Written: Written July 26, 1914
Published:
First published in 1935 in Proletarskaya Revolutsia No. 5.
Sent from Poronin to Berlin.
Printed from the original.
Source:
Lenin
Collected Works,
Progress Publishers,
[1977],
Moscow,
Volume 43,
pages 428b-429.
Translated: Martin Parker and Bernard Isaacs
Transcription\Markup:
R. Cymbala
Public Domain:
Lenin Internet Archive
(2005).
You may freely copy, distribute,
display and perform this work; as well as make derivative and
commercial works. Please credit “Marxists Internet
Archive” as your source.
• README
Dear Comrade Rudis,
I recently met a highly respected and valuable Lettish Social-Democrat,[1] who told me about the “Left opposition” in the Lettish party. He said you belonged to it.
I do not know to what extent the opposition which you and your friends are raising to the Lettish C.C. is a really “Left opposition”. I am sure, at any rate, that if you are doing so, you are acting in good faith.
In any case, the leftward shift on the part of the Lettish C.C. is an obvious fact. Proof of this is provided by the resolution in No. 32 of Trudovaya Pravda and the refusal to vote in Brussels for the tainted, absurd resolution covering up the liquidators. The Polish opposition voted for; in my opinion this is either treachery or a dirty “game” or diplomacy of the worst kind.
The 4th District in Riga is said to stand for closer relations with our C.C.?
Is that true?
Are the majority of Lettish workers for it or not?
I think it would be important to acquaint the Lettish workers with our “14 conditions”. I sent them to Herman. I don’t think he would refuse to let you have them for a short time to read.
Further, it would be important to make clear our attitude in principle towards federation. We are against it in principle. We are for democratic centralism. In that case, why preserve the old rotten “agreement” of 1906 with the Lettish Social-Democrats, which retains the federative clauses, such as that providing for a delegation from the Lettish C.C. to the general C.C.?? Even the Poles in Stockholm (1906) rejected this federalist clause in principle.
I do not believe that the class-conscious Lettish workers stand for this clause—it facilitates manoeuvring, diplomacy, clannishness. It is harmful to the work.
Further. Is it true that there is vacillation among the class-conscious Lettish workers on the question of the need for combating the separatism of the Bund and cultural-national autonomy?? It would be very deplorable!
Has the resolution of our summer (1913) meeting on the national question been translated into Lettish and published?[3]
The Polish opposition in Brussels adopted the liquidators’ stand and “Tyszka’s” play at diplomacy: a backheel for the Pravdists, a blow at them from behind, and separation from them “in the face of Europe”. They now want, in the Tyszka way, to uphold the federalist clauses in agreements and “cover up” the nationalism of the Bund (cultural-national autonomy), defend the rotten (for the liquidators useful) “lawfulness” of the Party up to 1912 (i.e., prior to the Party’s re-establishment against the liquidators).

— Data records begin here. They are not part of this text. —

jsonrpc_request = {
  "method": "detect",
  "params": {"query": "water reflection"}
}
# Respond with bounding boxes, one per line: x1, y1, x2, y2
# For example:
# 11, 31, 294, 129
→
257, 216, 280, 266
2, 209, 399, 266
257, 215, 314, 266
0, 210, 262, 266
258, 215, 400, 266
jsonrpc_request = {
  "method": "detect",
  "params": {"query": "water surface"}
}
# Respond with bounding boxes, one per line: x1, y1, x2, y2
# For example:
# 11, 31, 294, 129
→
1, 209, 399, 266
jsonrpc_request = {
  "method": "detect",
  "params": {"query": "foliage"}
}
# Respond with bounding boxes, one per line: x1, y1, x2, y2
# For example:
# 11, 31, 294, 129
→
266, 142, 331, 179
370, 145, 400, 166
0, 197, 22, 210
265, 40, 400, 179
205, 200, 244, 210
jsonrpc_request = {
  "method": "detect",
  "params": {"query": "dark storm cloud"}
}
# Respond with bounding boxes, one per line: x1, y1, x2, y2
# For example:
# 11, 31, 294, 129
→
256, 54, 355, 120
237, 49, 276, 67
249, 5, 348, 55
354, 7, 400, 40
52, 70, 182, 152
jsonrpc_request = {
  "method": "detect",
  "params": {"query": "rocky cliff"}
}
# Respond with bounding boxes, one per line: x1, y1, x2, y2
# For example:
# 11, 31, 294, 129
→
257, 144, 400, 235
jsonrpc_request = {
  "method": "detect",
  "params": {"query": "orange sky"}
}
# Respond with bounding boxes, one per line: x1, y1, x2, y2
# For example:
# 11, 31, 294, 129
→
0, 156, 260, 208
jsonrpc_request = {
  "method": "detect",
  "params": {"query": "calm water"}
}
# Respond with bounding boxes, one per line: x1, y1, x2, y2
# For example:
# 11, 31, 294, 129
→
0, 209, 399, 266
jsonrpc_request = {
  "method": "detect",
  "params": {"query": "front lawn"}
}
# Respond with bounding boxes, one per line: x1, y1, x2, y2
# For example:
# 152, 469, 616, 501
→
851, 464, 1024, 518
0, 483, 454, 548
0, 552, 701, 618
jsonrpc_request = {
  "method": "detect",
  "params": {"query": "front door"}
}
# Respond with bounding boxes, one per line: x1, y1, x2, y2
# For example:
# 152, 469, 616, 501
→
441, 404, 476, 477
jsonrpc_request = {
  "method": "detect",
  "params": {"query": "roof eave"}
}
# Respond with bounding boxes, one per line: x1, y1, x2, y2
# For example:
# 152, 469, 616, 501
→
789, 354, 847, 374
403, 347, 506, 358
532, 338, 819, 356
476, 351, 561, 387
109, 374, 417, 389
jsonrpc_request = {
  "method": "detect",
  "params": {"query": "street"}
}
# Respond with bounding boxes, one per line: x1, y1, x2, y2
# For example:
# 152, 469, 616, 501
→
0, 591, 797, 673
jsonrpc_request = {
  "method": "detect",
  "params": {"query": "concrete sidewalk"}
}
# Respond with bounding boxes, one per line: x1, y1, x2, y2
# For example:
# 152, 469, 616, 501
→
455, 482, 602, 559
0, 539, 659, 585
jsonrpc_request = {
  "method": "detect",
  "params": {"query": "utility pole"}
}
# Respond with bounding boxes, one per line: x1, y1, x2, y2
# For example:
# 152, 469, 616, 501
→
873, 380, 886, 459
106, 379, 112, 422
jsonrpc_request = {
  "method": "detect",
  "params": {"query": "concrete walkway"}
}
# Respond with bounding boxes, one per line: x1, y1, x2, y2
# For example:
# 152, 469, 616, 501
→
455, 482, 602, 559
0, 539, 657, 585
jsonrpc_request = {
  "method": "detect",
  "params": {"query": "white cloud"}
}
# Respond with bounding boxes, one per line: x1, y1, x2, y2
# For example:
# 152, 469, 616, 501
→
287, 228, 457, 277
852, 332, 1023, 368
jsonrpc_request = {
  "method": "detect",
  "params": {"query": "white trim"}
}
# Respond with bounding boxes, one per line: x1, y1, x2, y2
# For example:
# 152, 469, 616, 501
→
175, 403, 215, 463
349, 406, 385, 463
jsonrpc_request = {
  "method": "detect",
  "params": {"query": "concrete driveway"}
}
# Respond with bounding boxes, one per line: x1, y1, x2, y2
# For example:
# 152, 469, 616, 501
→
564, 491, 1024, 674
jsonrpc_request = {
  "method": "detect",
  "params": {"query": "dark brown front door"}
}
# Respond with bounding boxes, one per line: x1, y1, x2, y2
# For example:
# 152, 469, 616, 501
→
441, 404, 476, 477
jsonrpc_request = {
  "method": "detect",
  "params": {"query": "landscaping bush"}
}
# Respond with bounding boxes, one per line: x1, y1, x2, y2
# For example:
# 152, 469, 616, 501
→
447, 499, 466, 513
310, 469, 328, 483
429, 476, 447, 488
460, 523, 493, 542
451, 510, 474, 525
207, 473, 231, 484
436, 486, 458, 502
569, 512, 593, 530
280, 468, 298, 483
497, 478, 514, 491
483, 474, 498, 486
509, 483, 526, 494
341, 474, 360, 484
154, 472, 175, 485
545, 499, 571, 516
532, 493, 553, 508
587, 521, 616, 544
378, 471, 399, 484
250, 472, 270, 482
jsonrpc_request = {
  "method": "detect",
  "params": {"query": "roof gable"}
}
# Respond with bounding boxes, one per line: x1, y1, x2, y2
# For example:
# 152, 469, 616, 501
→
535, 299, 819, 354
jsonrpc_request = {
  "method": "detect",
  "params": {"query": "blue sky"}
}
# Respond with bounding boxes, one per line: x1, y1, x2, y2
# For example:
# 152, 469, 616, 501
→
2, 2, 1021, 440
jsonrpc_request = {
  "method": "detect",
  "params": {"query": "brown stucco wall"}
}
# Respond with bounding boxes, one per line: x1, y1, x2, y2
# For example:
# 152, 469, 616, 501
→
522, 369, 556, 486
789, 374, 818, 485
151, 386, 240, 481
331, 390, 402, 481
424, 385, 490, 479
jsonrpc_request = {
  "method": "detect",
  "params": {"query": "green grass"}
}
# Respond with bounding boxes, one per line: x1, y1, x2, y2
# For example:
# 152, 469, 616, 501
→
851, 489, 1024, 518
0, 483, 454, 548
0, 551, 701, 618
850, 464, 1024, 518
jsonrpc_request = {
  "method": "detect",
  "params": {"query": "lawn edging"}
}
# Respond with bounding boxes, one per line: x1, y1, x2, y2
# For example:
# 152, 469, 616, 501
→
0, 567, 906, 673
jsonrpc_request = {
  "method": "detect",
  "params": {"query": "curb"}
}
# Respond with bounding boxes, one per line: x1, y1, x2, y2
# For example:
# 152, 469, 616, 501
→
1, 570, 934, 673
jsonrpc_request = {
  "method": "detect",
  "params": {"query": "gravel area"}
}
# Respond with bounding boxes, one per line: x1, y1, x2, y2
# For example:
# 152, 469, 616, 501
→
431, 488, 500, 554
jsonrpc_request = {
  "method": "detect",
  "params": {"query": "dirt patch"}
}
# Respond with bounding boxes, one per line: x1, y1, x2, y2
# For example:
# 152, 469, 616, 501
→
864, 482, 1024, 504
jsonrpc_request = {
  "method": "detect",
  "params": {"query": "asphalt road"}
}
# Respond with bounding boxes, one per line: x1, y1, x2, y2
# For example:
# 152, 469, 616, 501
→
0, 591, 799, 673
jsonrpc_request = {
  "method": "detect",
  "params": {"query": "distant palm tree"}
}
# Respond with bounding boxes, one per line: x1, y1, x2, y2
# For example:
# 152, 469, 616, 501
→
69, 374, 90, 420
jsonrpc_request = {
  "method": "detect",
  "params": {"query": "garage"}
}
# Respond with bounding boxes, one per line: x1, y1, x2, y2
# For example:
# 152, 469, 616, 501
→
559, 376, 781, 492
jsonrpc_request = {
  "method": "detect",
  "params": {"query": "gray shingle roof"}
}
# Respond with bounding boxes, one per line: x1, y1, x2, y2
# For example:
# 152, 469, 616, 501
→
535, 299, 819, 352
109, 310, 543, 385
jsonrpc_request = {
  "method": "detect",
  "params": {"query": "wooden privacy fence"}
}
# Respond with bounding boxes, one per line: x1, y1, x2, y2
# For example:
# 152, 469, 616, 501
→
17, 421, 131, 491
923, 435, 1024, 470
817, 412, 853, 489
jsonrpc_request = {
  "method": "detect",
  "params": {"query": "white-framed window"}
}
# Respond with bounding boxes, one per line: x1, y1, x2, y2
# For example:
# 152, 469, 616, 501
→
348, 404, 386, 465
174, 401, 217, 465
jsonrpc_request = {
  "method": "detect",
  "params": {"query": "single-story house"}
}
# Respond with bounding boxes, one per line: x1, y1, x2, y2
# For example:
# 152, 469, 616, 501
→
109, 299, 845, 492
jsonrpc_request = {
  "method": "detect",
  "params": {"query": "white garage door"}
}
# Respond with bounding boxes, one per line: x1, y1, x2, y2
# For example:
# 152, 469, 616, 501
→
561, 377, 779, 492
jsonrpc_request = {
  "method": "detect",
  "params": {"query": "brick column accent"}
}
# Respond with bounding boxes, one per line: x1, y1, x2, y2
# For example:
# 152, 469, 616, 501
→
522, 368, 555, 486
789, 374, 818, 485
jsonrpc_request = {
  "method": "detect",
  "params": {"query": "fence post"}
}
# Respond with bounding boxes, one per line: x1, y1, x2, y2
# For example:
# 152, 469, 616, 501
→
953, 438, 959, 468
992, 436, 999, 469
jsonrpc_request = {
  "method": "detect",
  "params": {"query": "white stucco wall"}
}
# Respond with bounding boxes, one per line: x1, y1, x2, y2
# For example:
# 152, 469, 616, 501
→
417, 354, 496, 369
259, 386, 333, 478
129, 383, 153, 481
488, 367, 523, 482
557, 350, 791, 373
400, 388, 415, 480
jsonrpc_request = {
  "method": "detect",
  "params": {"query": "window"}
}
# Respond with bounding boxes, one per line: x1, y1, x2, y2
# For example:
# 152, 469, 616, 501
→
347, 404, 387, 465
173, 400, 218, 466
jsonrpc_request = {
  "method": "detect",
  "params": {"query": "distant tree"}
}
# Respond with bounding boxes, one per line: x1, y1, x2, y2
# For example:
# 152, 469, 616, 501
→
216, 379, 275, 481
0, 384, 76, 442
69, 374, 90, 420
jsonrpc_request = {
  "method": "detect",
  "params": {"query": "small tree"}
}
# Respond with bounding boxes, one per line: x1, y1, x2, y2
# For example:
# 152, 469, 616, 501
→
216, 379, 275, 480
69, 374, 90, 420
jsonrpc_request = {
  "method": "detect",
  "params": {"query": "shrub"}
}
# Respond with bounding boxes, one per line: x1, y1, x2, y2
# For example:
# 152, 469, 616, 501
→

I hope the Letts will not follow this path. I would like to know your opinion and that of your Riga friends, of the 4th District and others.
All the best. My regards,
Yours,
Lenin
[1] A reference to E. Zvirbulis.—Ed.
[2] Replying to Lenin’s questions, I. Rudis-Gipslis wrote on July 29, 1914, that the Letts did have a “Left opposition” to the Lettish C.C.; that he, Gipslis, belonged to it; that in criticising the C.C. the opposition was acting in good faith, and that the Lettish C.C. was shifting to the left. Gipslis wrote that not only Riga’s largest 4th District but all class-conscious Lettish workers considered it necessary to establish closer contacts with the Russian C.C., that the Bund had a very negligible influence among the Lettish workers, the majority of whom “will always support the vigorous and implacable struggle of the Russian comrades against the separatists, nationalists and opportunists, no matter who they are”. Gipslis wrote that he had received the “14 conditions” formulated by Lenin for the Brussels “Unity” Conference.
[3] A reference to the “Resolution on the National Question” adopted in the summer of 1913 at the meeting of the C.C., R.S.D.L.P. with Party functionaries (see present edition, Vol. 19, pp. 427–29).